Probabilistic characterization of soil properties based on the maximum entropy method from fractional moments: Model development, case study, and application

Abstract

In probabilistic reliability analysis for geotechnical engineering applications, determining the underlying probability distributions of soil properties and corresponding parameters from observed data is a critical initial step because subsequent risk and reliability analyses depend upon these evaluations. Conventionally, the choice of probability distribution is dictated by subjective familiarity with a classical (e.g., normal or lognormal) distribution. This paper proposes an objective and unbiased method to estimate probability distributions of a soil property using the maximum entropy method from fractional moments of observed data. The probability distribution is based on the concept of maximum entropy and is free from the assumptions of classical distributions. A case study is presented for the undrained shear strength of soil in the Nipigon River landslide area, Ontario, Canada.
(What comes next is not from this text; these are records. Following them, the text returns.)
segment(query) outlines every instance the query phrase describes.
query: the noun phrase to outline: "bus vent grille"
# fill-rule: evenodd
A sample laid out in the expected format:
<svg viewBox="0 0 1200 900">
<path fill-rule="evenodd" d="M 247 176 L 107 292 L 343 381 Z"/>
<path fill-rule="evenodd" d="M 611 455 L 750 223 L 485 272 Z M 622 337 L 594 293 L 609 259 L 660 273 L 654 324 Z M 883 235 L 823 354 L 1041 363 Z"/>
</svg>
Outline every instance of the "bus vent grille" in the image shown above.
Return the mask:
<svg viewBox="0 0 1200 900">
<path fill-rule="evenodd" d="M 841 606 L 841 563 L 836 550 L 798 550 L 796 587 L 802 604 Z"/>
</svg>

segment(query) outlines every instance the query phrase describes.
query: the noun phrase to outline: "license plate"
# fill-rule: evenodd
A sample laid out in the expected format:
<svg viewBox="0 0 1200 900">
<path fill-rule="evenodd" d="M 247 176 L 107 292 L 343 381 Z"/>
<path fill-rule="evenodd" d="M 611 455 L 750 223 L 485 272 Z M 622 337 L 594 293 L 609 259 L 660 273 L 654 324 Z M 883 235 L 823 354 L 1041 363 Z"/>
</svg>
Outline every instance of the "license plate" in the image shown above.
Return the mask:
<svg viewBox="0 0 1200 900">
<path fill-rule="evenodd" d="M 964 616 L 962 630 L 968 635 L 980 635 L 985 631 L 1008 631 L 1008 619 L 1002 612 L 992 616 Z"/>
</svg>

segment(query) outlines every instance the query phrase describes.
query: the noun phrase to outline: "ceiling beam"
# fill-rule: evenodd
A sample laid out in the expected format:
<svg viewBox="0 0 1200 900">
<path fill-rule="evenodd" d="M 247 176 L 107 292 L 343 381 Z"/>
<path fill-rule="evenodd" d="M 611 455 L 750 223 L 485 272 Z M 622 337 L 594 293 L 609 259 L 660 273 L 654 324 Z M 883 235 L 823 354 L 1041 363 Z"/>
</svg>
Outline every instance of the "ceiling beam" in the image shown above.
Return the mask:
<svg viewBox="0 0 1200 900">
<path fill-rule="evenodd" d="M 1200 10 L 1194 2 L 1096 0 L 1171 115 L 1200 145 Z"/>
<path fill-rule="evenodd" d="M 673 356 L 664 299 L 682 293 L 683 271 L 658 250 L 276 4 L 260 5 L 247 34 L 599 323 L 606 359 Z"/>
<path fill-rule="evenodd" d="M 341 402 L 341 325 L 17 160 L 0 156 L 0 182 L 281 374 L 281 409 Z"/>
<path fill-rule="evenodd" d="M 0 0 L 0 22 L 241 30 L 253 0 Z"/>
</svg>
The maximum entropy distributions of the soil property from fractional moments are compared to the frequency histogram, normal and lognormal distributions, and maximum entropy distributions from integral moments. The maximum entropy distribution with two-order fractional moments, almost equivalent to that with four-order integral moments, is verified with the chi-square goodness-of-fit test. Issues related to overfitting/underfitting, minimum sample size, fractional orders, negative moments, and limitations are discussed. Application of the method to geotechnical reliability analysis is illustrated.